Luckily, local photographer/musician/artist Tom Storm was available and interested in doing a shoot. He and I went to the same high school.  Our greatest joint endeavor previous to picture making was our school production of Grease---he played Danny and I played Rizzo. He was good. Since those days Tom has been creating some really awesome art and has traveled all over the world!  Somewhere along the way I've misplaced my Pink Ladies jacket....

 That was so awkward to write "doing a shoot". How silly. Other than a simple black and white head shot back in college I've never posed for any kind of professional pictures.

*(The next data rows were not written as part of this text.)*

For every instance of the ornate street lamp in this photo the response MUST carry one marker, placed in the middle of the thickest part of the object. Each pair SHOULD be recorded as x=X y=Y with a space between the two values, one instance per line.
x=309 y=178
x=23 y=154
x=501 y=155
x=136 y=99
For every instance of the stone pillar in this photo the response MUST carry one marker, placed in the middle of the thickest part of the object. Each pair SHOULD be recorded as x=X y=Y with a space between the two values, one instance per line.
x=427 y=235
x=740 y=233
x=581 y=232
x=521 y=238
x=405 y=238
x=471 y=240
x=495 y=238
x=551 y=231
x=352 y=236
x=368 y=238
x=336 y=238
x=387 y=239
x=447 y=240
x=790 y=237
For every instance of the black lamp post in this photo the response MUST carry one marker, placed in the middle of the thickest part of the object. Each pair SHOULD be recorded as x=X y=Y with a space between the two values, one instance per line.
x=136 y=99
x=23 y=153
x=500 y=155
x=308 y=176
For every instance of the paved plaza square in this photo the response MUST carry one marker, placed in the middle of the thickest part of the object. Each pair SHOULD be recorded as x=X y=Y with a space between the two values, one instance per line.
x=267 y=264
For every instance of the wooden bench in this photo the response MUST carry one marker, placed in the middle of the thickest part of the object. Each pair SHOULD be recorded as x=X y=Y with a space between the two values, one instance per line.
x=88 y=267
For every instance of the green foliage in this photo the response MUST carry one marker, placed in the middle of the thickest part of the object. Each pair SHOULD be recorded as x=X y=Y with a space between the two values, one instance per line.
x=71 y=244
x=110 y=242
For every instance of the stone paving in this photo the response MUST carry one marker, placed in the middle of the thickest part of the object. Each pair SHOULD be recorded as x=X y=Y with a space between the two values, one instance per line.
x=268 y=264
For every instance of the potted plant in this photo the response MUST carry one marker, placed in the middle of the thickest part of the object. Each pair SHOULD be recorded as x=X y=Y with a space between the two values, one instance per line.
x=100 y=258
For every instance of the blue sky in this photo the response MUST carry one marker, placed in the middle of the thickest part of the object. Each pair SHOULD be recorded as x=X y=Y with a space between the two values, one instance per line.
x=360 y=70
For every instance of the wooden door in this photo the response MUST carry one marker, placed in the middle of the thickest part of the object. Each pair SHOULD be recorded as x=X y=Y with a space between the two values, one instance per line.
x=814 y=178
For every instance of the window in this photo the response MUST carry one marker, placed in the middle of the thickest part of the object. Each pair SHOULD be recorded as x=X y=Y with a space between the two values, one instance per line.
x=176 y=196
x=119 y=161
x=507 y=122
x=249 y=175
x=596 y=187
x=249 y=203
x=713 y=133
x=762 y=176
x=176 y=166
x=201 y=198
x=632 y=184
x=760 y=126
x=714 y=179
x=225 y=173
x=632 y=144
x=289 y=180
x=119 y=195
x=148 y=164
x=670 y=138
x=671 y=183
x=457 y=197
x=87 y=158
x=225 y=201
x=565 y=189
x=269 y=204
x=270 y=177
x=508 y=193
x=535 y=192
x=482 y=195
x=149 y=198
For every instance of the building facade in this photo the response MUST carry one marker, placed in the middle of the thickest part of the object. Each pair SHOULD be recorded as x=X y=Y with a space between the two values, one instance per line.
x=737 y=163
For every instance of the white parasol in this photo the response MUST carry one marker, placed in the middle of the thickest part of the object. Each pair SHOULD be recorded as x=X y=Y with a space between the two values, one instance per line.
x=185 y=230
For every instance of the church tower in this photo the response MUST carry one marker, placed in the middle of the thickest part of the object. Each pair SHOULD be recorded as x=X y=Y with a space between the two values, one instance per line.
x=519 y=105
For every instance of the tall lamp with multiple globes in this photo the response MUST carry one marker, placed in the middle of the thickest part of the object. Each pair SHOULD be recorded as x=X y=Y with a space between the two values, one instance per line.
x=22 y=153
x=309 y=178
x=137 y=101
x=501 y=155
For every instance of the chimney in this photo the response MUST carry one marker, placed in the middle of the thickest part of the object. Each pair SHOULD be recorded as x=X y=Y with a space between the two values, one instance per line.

I feel awkward in most social situations let alone having my photo taken and trying to exude a certain femininity or sexiness--ugh, it makes me want to throw up in my mouth a little just thinking about having to project sexy--like, on purpose, on cue. I'm really bad at that. What was I thinking?!

I had a plan for that morning. Wardrobe was already packed and ready to go. I had worked out my hair and make up several times and had an approximate idea of how long it was going to take me to complete. Hence, getting up an hour earlier to ready in peace. This way I could drop my son off at daycare and go straight to my session with no complications. The only complication I managed to overlook was what would happen if my three year old decided to wake up an hour early. Which he did. And also what would happen if he woke up an hour early and decided to spend his hour directly under my feet trying to eat hair mousse, put my bobby pins in the toilet and take everything out of my makeup case. Which he did. I had a bit of a meltdown and sent him to his room to play. Which resulted in him having a meltdown.

I also have a phobia about being late for things--allegrophobia, apparently. Ten minutes early is on time for me and anything less than that stresses me out. The unexpected morning chaos was about to make me late--by my own definition--and there would be no way I would ever be able to take a decent picture.  I literally tossed my little boy into daycare, pointed at my head and made a circular motion, "I have a thing today", is what I blurted out to his teacher who was no doubt confused since most of the time I show up in sweat pants and a pony tail. Luckily I made it on time. Five minutes early. Acceptable.

Fortunately, Tom is a sweetheart and one of the nicest people in the world. I came in like a whirlwind and muttered something about having a three year old assistant and being flustered and my hair was bumpy or something like that. Considering the way the day started, I'm very happy with how the pictures turned out. And I found out that I like being in pictures, making pictures, as an experiment or art project or what have you but I'll get more into that in a later post.

I managed to get home in time to take the dog for a quick walk and throw on my T and sweatpants before picking my son up from daycare. I figured I owed an apology or explanation at least for the morning but decided that "I have a thing today" was all that needed to be said. While buckling the car seat, he grabbed my hand and with big blue eyes said "Mommy, you have lady hands. You have hands like the other ladies" referring to my bright red fingernails. I never wear nail polish--ever. How or when my son became aware of "lady hands" I'm not sure; however, after the initial discovery his eyes welled up with tears "Mommy, I don't like those lady hands. Take them off they frustrate me.. I just like plain". I couldn't get him to articulate why he was so put off by it and maybe he didn't know why either. It's what I will remember most about the entire day.

The photos in this post are two of the pictures Tom created and are two of my favorites. I have a few of them on my Facebook page but I think I'm going to try my hand at creating a Flickr account. I have yet to delve much into the world of Flickr other than to snoop at pictures people post of their tattoos--a late night hobby of mine.

Anyhow, I have a lot in my mind that I would like to write here if I can just do a better job of organizing my head and my time. Thank you for reading, as always I appreciate the support.